Finding and Fixing a 50k Goroutine Leak That Nearly Killed Production
4 months ago
- #goroutine-leak
- #production-incident
- #debugging
- A production API service experienced a severe goroutine leak, growing from 1,200 to 50,847 goroutines over six weeks, causing memory usage to spike to 47GB and response times to 32 seconds.
- The leak originated in a WebSocket notification system due to three critical bugs: not calling cancel() on context, not stopping tickers, and not closing channels.
- Uber's LeakProf tool was instrumental in identifying the leak, revealing that goroutines for dead WebSocket connections were not being cleaned up.
- The fix involved proper cleanup of resources: calling cancel() on context, stopping tickers, closing channels, and implementing a connection monitor to detect and clean up dead connections.
- Recovery was gradual, with emergency measures to stop the bleeding, cleanup scripts to remove existing leaks, and new monitoring to prevent future occurrences.
- New monitoring and alerting were added, including Prometheus metrics for goroutine count, WebSocket subscriptions, and active connections.
- Enhanced testing strategies were implemented, including leak detection tests, load testing for leaks, and benchmarks with goroutine tracking.
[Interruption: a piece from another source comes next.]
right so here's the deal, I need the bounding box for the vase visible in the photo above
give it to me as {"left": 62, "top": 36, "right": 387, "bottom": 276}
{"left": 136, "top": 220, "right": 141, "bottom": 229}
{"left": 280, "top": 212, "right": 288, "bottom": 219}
- Key lessons learned include the importance of exit strategies for goroutines, proper resource cleanup, monitoring goroutine counts, and testing for leaks.
- The cost of the bug included degraded performance, customer complaints, engineering hours, extra AWS costs, and reputation damage.
- Prevention measures now include pre-commit hooks to catch missing ticker.Stop() calls and the use of goleak in tests.